Jan 06, 2014 - CALGARY MAN PLEADS GUILTY TO IMPAIRED DRIVING IN CRASH THAT KILLED BRANDON THOMAS

The family of a Cochrane teen killed by a drunk driver is unhappy with a likely two-year sentence for a Calgarian who pleaded guilty to the crime Monday.

Ryan Jordan Gibson, 23, pleaded guilty to driving over .08 causing bodily harm and a similar charge causing death in the fatal collision Dec. 6, 2012 that took the life of Brandon Thomas.

Four other charges are being withdrawn surrounding the incident 8 km south of Cochrane in which police say Gibson was driving more than two times over the legal blood-alcohol limit.
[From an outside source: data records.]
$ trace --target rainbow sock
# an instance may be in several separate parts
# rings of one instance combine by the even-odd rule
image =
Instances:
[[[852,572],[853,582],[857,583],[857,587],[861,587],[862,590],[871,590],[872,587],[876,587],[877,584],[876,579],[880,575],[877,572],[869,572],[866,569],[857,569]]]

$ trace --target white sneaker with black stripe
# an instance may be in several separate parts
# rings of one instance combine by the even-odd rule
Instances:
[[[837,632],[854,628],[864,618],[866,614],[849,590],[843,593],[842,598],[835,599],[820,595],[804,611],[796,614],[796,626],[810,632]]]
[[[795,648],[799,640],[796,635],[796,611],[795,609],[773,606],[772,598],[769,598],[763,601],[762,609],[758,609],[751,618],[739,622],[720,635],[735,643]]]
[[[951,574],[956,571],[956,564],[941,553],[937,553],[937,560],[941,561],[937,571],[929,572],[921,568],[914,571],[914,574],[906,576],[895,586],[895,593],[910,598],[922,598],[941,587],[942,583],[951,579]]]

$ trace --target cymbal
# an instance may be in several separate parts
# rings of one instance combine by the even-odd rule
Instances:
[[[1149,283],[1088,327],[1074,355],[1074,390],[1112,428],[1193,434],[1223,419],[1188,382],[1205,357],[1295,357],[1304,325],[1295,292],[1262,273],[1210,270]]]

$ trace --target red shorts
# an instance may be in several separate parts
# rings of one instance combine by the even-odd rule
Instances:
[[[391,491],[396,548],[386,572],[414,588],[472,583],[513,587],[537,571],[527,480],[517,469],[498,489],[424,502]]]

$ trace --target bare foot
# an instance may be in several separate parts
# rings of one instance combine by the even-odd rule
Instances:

In heading off a preliminary hearing and possible trial, the Crown and defence also agreed to a sentence of two years — a penalty that Thomas’s mother Kim called outrageous.

“That is a slap in the face and is no value to Brandon’s life,” said an emotional Thomas.

“Brandon needs more than that ... I wanted to fight for Brandon, I wish we would have had a chance to go to trial.”

She was joined in the courtroom by about two dozen family members and supporters, some of whom wore clothing memorializing the 17-year-old Thomas and condemning impaired driving.

In a joint statement of facts, Crown prosecutor Ron Simenik said Gibson had been with friends at a Cochrane residence before deciding to drive back to his southwest Calgary home.

After using the northbound lane of Hwy. 22 to pass two trucks, Gibson remained in the wrong lane and soon forced two vehicles off the road, injuring a 23-year-old woman.

Moments later, he crashed his 2006 Chevy pickup head-on into Thomas’s Subaru Impreza.

Simenik said there was nothing the courts could do to banish the Thomas family’s grief, but added the guilty plea does have value.

“There’s a certainty of conviction, it played a large role in my decision,” he said.

Defence lawyer Alain Hepner said his client had no criminal record and instantly regretted his actions.

“I think he’s extremely remorseful ... that remorse is more reflective in the guilty plea,” said Hepner.

But Thomas said a two-year sentence would send the wrong message on drunk driving.

“They’re telling guilty people it’s okay to drink and drive, to kill innocent people,” said Thomas, who’s lobbying for a mandatory minimum of five years for such crimes.

Gibson remains free but can only travel within Alberta and B.C.

A sentencing hearing is scheduled for April 16.